KBRA
- Freer, Texas; United States;
- Frequency: 95.9 MHz
- Branding: NewsTalk 95.9

Programming
- Format: News/Talk

Ownership
- Owner: Cobra Broadcasting, LLC - KBRA

History
- First air date: 1985
- Former call signs: KAUA (1983–1985) KOBR (1985)

Technical information
- Licensing authority: FCC
- Facility ID: 72766
- Class: A
- ERP: 190 watts
- HAAT: 142 meters (466 ft)
- Transmitter coordinates: 27°51′17″N 98°35′49″W﻿ / ﻿27.85472°N 98.59694°W

Links
- Public license information: Public file; LMS;

= KBRA =

KBRA (95.9 FM) is a radio station licensed to Freer, Texas, United States.

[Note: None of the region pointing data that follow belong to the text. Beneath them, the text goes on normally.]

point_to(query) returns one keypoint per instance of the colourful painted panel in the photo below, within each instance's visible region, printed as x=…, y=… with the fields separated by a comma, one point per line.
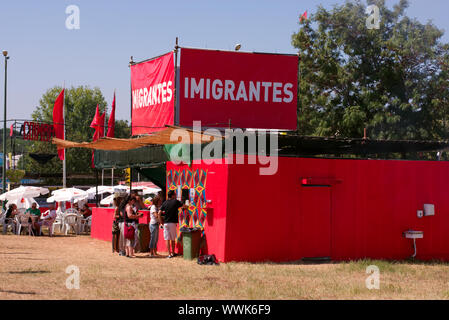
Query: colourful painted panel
x=195, y=181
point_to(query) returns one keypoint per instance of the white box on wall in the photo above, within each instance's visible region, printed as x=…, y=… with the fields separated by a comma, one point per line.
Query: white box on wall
x=429, y=210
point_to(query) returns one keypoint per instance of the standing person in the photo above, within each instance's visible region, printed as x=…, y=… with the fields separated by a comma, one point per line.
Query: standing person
x=139, y=201
x=132, y=220
x=154, y=225
x=121, y=223
x=118, y=218
x=35, y=214
x=10, y=217
x=169, y=213
x=86, y=212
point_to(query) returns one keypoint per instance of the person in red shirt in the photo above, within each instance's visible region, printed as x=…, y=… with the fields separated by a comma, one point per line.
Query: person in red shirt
x=86, y=212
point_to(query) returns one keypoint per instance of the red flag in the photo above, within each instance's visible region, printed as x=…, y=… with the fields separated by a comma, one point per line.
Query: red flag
x=58, y=120
x=98, y=124
x=111, y=122
x=303, y=17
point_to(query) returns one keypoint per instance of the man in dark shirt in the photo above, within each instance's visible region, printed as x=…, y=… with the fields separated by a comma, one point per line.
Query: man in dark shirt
x=169, y=212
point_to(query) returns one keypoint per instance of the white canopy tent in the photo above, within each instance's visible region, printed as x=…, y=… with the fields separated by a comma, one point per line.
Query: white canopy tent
x=73, y=195
x=23, y=192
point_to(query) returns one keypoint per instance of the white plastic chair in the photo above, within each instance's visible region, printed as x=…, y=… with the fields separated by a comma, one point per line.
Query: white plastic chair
x=23, y=222
x=47, y=221
x=86, y=223
x=59, y=221
x=71, y=211
x=72, y=220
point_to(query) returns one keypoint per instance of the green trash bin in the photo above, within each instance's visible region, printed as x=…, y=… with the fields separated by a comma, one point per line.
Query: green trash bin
x=191, y=241
x=143, y=238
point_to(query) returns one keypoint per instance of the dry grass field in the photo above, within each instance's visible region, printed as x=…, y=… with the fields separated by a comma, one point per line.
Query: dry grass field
x=35, y=268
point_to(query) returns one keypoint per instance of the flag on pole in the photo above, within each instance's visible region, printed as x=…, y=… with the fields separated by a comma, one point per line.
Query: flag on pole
x=303, y=17
x=111, y=122
x=58, y=120
x=98, y=124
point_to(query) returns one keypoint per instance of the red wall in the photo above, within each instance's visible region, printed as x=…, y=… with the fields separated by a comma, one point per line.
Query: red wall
x=272, y=217
x=101, y=226
x=362, y=214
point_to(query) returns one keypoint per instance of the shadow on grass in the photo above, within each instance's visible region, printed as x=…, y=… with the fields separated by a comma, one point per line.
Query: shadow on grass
x=17, y=292
x=360, y=262
x=15, y=252
x=29, y=272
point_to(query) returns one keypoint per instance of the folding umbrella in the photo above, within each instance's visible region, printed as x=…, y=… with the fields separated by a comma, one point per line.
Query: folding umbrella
x=68, y=194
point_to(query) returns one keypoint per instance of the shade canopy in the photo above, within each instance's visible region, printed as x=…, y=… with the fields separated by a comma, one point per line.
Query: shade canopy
x=170, y=135
x=23, y=192
x=24, y=203
x=68, y=194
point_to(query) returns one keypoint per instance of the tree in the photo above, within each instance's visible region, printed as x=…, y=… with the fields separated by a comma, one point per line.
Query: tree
x=80, y=105
x=391, y=80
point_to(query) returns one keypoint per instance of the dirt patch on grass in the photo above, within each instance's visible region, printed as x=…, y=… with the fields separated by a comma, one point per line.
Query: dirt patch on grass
x=35, y=268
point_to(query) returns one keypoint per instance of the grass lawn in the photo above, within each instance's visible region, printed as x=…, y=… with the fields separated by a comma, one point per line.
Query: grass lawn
x=35, y=268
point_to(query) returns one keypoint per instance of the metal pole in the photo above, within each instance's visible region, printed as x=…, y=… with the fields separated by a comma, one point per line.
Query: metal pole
x=64, y=169
x=130, y=179
x=131, y=62
x=14, y=146
x=96, y=187
x=176, y=120
x=5, y=54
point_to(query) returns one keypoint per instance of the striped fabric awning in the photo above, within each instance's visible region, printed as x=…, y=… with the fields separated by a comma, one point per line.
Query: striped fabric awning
x=170, y=135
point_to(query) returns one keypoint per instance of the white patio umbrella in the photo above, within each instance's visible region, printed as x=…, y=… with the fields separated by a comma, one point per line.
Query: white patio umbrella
x=149, y=190
x=101, y=189
x=108, y=201
x=23, y=192
x=68, y=194
x=24, y=203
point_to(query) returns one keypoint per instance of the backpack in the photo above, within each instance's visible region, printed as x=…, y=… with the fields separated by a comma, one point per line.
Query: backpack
x=208, y=259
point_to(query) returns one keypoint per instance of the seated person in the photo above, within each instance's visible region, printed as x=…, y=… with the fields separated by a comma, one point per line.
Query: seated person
x=10, y=215
x=51, y=215
x=49, y=218
x=86, y=212
x=35, y=215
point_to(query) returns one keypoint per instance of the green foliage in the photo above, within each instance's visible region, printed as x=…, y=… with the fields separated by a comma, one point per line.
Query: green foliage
x=393, y=81
x=80, y=106
x=15, y=176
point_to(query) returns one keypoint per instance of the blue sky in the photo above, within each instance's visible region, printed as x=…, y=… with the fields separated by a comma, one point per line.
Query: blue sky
x=44, y=53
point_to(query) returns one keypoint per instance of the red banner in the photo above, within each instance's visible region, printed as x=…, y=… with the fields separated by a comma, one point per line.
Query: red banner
x=245, y=90
x=153, y=84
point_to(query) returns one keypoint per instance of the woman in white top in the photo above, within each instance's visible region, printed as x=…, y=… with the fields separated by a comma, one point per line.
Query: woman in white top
x=154, y=225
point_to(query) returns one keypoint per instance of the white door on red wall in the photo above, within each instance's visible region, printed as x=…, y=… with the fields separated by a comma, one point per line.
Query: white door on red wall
x=315, y=222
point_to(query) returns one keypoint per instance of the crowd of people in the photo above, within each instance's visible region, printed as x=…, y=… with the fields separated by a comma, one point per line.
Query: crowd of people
x=163, y=215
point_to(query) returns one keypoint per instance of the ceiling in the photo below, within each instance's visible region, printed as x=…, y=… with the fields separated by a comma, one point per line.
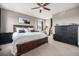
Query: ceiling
x=25, y=8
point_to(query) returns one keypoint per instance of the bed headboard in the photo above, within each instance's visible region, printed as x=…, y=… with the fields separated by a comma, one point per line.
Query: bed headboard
x=21, y=26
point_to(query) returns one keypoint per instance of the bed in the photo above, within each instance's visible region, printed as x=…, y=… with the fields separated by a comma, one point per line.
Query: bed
x=24, y=42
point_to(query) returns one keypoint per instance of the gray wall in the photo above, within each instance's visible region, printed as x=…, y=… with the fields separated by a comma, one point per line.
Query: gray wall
x=66, y=17
x=9, y=18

The station is currently owned by Cobra Broadcasting, LLC - KBRA.

==History==
The Federal Communications Commission issued a construction permit for the station on 1982-10-29. The station was assigned the call sign KAUA on 1983-01-04, and changed its call sign to KOBR on 1985-01-25. The station received its license to cover on 1985-03-18. On 1985-08-30, the station again changed its call sign to the current KBRA.